How Business Insider’s distributed brand Insider is diversifying from Facebook

Insider, the lifestyle spinoff of Business Insider launched as a distributed brand 19 months ago, is now figuring out how to turn a distributed brand into a successful owned and operated property.

Last May, Insider launched its own website at, eight months after debuting on social media. Unlike videos hosted on platforms, Insider found that posts on its website work best if they have a service component. While users might gravitate toward any shiny object they see in their Facebook feed, if they’re going to stick around on the publisher’s site, Insider has to frame content “around what is useful for that person,” said Nicholas Carlson, Insider’s editor-in-chief.

Take food. A video featuring one food dish at a restaurant will perform well for Insider on Facebook. But on the site, these videos “became like trivia rather than useful information,” Carlson said.

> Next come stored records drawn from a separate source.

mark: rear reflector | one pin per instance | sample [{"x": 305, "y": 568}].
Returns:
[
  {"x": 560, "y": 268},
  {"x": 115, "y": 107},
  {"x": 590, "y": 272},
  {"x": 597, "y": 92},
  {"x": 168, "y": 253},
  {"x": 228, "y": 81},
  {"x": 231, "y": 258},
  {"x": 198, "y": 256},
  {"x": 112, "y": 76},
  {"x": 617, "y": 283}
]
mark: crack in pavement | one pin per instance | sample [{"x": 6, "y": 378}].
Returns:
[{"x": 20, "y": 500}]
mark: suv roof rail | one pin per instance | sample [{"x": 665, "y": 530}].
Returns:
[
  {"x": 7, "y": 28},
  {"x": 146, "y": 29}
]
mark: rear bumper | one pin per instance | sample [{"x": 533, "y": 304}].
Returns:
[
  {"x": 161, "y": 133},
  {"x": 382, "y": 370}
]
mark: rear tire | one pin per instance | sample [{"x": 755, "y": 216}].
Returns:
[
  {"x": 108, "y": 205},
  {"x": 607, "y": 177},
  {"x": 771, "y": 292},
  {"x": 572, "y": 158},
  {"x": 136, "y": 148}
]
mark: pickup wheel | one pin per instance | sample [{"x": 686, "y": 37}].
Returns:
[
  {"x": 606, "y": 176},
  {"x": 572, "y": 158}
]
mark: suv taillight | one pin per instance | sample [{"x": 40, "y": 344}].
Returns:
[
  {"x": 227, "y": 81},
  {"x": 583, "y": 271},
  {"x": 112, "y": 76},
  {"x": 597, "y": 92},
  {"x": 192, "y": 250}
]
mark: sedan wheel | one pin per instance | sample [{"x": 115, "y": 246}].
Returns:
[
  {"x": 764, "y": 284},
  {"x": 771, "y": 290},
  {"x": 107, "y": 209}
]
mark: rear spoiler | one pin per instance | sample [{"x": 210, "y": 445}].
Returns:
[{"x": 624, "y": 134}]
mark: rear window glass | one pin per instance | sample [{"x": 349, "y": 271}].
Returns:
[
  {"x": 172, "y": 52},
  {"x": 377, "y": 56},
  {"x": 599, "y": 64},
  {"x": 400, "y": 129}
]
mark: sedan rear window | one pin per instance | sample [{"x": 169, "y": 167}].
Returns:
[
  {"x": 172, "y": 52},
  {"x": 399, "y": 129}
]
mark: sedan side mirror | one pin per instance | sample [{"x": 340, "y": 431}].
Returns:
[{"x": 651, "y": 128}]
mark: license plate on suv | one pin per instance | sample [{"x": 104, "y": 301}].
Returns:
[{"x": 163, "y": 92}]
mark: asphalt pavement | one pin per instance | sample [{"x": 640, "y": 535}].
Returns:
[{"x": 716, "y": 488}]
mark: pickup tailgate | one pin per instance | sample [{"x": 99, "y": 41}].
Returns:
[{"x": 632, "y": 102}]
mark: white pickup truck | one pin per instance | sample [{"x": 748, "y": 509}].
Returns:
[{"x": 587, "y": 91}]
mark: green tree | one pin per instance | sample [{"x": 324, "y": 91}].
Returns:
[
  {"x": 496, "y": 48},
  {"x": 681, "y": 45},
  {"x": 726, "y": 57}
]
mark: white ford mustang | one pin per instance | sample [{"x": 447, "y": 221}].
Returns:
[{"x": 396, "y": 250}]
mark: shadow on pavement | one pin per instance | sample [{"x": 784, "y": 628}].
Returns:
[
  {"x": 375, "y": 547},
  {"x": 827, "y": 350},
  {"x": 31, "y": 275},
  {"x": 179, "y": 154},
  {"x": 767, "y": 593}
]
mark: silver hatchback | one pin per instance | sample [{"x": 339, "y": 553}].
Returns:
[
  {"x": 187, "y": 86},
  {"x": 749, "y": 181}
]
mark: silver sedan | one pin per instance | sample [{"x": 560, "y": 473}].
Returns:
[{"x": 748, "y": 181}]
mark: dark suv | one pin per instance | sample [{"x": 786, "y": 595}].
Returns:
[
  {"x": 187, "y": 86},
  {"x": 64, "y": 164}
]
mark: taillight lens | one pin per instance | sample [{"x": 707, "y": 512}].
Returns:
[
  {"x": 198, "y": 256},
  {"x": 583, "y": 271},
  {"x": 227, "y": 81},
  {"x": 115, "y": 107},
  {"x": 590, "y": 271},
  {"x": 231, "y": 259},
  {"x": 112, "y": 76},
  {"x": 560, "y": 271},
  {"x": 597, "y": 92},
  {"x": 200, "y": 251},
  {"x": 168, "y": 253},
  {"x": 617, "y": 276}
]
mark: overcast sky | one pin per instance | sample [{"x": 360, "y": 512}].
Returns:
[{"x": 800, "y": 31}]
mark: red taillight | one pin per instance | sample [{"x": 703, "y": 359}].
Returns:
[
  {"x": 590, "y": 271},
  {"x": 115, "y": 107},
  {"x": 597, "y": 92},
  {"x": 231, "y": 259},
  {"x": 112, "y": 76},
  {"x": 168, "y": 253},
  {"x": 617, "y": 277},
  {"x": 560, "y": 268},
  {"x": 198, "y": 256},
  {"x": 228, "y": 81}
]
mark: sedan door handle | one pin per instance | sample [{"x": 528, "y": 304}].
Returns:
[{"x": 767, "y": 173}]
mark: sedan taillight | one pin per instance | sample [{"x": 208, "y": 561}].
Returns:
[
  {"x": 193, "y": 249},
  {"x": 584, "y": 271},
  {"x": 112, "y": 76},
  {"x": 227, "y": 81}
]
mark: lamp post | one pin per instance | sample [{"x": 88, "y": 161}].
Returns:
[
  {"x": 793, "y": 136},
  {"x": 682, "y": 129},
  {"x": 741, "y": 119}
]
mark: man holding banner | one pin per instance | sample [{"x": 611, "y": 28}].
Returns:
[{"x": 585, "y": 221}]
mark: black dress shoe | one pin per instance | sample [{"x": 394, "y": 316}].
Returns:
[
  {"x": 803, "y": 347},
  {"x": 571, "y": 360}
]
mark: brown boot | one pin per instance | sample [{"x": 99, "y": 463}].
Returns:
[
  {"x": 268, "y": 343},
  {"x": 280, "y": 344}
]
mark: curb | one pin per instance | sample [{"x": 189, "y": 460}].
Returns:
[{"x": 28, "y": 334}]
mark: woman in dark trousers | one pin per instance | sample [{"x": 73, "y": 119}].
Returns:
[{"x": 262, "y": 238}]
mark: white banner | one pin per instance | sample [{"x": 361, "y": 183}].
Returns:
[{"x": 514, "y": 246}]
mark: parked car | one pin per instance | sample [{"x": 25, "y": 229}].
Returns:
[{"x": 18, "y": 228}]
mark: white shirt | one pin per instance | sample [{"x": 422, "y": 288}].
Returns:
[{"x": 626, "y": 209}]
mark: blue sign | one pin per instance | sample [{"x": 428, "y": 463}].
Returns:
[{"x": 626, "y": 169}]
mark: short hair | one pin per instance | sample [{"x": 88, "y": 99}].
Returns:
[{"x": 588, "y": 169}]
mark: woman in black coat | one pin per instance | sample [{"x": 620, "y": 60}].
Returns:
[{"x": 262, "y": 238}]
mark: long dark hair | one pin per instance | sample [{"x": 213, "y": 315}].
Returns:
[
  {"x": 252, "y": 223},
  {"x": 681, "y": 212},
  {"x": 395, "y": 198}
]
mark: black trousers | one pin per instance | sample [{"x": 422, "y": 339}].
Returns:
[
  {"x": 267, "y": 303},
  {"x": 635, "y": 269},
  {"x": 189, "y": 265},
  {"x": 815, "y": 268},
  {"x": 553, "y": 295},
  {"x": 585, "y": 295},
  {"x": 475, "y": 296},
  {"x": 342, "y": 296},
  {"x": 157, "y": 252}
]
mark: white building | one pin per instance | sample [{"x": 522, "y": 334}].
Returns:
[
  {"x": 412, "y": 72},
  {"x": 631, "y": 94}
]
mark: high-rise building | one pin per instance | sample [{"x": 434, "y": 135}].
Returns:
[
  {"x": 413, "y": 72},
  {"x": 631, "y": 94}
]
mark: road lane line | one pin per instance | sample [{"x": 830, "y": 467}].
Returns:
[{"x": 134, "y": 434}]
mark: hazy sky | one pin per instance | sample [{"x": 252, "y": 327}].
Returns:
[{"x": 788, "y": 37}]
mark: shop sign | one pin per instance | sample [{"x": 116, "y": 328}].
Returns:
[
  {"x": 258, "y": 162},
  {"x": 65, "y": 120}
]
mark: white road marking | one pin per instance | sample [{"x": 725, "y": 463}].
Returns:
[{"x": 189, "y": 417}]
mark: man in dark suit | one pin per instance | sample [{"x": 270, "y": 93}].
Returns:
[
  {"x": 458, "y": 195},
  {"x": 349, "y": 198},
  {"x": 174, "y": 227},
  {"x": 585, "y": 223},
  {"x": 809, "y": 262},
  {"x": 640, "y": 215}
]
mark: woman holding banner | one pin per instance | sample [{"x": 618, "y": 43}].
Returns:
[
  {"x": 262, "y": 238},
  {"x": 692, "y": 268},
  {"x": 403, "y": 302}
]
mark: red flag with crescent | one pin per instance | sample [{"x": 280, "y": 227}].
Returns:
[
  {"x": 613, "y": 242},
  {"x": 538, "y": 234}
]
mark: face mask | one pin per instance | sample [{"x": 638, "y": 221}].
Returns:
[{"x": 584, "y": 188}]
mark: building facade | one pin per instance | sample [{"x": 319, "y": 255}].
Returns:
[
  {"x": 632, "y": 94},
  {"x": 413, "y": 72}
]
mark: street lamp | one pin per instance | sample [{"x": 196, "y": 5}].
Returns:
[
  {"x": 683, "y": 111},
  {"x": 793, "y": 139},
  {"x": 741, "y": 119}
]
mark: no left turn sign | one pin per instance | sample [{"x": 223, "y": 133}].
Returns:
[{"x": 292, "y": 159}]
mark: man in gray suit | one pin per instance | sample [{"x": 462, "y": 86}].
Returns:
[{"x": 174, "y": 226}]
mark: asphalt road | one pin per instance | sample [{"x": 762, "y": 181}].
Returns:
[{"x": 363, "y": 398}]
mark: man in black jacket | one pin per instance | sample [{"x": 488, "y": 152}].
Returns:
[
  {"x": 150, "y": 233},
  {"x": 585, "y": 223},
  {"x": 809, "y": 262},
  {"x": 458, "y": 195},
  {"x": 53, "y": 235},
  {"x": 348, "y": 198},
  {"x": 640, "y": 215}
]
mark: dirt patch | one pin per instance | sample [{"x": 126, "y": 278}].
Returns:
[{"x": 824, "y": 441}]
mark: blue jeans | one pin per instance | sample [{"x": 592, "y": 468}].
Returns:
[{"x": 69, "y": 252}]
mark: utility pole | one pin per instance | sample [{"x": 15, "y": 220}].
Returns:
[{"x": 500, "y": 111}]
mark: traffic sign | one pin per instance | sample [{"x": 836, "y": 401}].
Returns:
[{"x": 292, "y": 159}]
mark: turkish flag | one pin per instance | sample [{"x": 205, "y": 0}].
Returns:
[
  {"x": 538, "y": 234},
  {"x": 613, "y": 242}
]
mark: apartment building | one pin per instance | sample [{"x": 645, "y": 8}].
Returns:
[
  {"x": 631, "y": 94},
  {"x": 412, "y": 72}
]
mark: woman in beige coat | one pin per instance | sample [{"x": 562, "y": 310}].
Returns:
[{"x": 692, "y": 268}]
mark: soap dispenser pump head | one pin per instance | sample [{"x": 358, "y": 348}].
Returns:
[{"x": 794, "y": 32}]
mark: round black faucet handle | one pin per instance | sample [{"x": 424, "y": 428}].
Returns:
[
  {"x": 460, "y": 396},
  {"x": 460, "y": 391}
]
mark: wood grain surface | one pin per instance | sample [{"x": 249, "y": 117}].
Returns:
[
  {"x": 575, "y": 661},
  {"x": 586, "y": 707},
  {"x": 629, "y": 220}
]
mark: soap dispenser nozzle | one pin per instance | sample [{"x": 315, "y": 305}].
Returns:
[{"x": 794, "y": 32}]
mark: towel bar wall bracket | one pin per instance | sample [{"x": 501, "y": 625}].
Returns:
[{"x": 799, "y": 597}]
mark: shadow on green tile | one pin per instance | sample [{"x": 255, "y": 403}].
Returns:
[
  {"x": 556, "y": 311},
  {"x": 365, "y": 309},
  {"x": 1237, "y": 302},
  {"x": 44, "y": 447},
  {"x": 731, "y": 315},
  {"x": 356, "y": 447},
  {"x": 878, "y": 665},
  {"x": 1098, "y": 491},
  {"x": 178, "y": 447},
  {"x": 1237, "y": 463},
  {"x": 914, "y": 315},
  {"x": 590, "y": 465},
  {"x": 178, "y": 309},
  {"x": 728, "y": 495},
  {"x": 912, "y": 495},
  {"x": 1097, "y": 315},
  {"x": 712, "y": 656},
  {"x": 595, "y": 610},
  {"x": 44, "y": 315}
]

So on the site, Insider’s posts are now more likely to show someone how to make a food dish themselves.

Carlson also noticed that videos that contain a lot of subjects, like those showcasing 30 luxurious vacations spots, did well on social platforms but fell flat on the site. Insider now repurposes these videos into photo essays with brief descriptions. “Users want to scroll at their own pace,” Carlson said.

Since the launch, Insider’s site has grown across several metrics. ComScore data shows that Insider’s website had 3.9 million unique visitors in February, which is up from June (the first month comScore had available data for), when the site registered 364,000 unique visitors.

Insider’s site team has expanded from 10 to 15 employees, and Carlson said its headcount could grow to 30 by the end of the year as the site looks at expanding into new verticals around style, beauty and tech. The overall Insider team is now at 50 people, and Carlson expects it, too, could double in size this year.

The growing team will have to keep a close eye on Facebook’s changing priorities. In January, Facebook changed its algorithm to give longer videos a boost. Although none of the pages saw their total followers drop, Tubular Labs data shows that across several of the largest Insider Facebook pages — Insider, Insider Food, Insider Art and Insider Travel — the average monthly video views declined from 235 million views in January to 151 million in March on average. The more niche Facebook pages — like Insider Cheese, Insider Science and Insider Pop Culture — haven’t seen a decline as their views shot up from under 100,000 in January to about 2.5 million in March on average. A BI spokesperson said that the decline in total views is attributable to Insider “experimenting with fewer and longer videos” on Facebook.

Insider’s website relies primarily on programmatic revenue, which accounts for more than 80 percent of the website’s revenue most months. The larger Insider brand still makes most of its money through Facebook’s suggested video program and by getting advertisers to pay for their own videos on platforms. Insider declined to share financial figures or if the website was profitable yet.

Although Insider now has a property that exists outside of the platforms, it is still highly dependent on them. About 75 percent of the website’s traffic comes from social and almost all of it is driven by Facebook, according to SimilarWeb. Carlson was unfazed when asked if the publication he runs is too dependent platforms with their own motivations.

“You have the build the product that the audience wants,” he said. “And I think they want the content where they already are.”